For what it’s worth, Orwell frames his essay on “Politics and the English Language” with the same argument: “one ought to recognize that the present political chaos is connected with the decay of language, and that one can probably bring about some improvement by starting at the verbal end.”
They announced that same week that they were going after Christopher Krebs, a 1st-term Trump appointee who had the temerity to suggest that the 2020 election wasn’t rigged. There’s a dark irony in prefacing this memo with “The Federal Government has a constitutional duty and a moral responsibility to respect and promote the free speech rights of Americans.” See also Miles Taylor.

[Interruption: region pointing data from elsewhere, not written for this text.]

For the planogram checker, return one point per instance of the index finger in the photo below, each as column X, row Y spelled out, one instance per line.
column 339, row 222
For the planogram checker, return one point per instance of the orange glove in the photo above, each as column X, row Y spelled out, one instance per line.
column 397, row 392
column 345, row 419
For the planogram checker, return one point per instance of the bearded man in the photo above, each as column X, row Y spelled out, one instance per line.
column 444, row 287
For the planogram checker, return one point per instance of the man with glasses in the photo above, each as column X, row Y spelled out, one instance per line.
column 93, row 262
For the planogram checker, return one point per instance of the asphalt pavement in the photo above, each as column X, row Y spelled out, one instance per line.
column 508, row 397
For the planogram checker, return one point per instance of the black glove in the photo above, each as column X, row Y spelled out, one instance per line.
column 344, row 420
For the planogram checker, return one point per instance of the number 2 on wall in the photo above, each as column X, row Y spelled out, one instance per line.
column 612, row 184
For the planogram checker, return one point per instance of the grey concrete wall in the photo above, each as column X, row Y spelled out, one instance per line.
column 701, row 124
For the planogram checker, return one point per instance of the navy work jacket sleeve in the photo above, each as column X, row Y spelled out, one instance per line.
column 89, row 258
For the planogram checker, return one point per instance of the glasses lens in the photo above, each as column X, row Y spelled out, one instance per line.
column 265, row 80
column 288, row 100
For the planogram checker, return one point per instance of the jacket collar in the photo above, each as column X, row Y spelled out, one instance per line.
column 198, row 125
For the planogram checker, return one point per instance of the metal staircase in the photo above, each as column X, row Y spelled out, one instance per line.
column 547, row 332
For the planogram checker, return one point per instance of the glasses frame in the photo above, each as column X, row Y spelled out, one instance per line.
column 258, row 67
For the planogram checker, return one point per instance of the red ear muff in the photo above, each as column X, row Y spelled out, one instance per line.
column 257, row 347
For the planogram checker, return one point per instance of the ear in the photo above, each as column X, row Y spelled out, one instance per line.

出る釘は打たれる/deru kugi wa utareru
A fine compendium of our better dreams, shattered, here, Mr. Brooke. Thanks especially for the lead to The American Prospect's David Dayen: '.. these are not sanctions; it's a mob boss breaking legs and demanding protection money...' After my second, quieter reading of your piece here, I was compelled to dig out an article by Andy Crouch (The Life We're Looking For, 2022) to find this:
"What Technology wants is really what Mammon wants; a world of context-free, responsibility-free, dependence free power measured out in fungible, storable units of value. And ultimately what Mammon wants is to turn a world made for and stewarded by persons into a world made of and reduced to Things.
G-d* wishes to put all things into the service of persons, and ultimately to bring forth the flourishing of creation through the flourishing of persons. Mammon wants to put all persons into the service of Things and ultimately to bring about the exploitation of all Creation."
Working on clearing space for a vegetable garden here, and setting posts for the woodshed later today. Winter is coming.
*I'm painfully aware, and saddened, by the manner in which notions of the Almighty are being presently twisted into supporting the predations of the more vile upon the more vulnerable of our fellows; but, think that in my looking for first things of this present movement, that the power of the spirit of money is presently afoot, and running the table.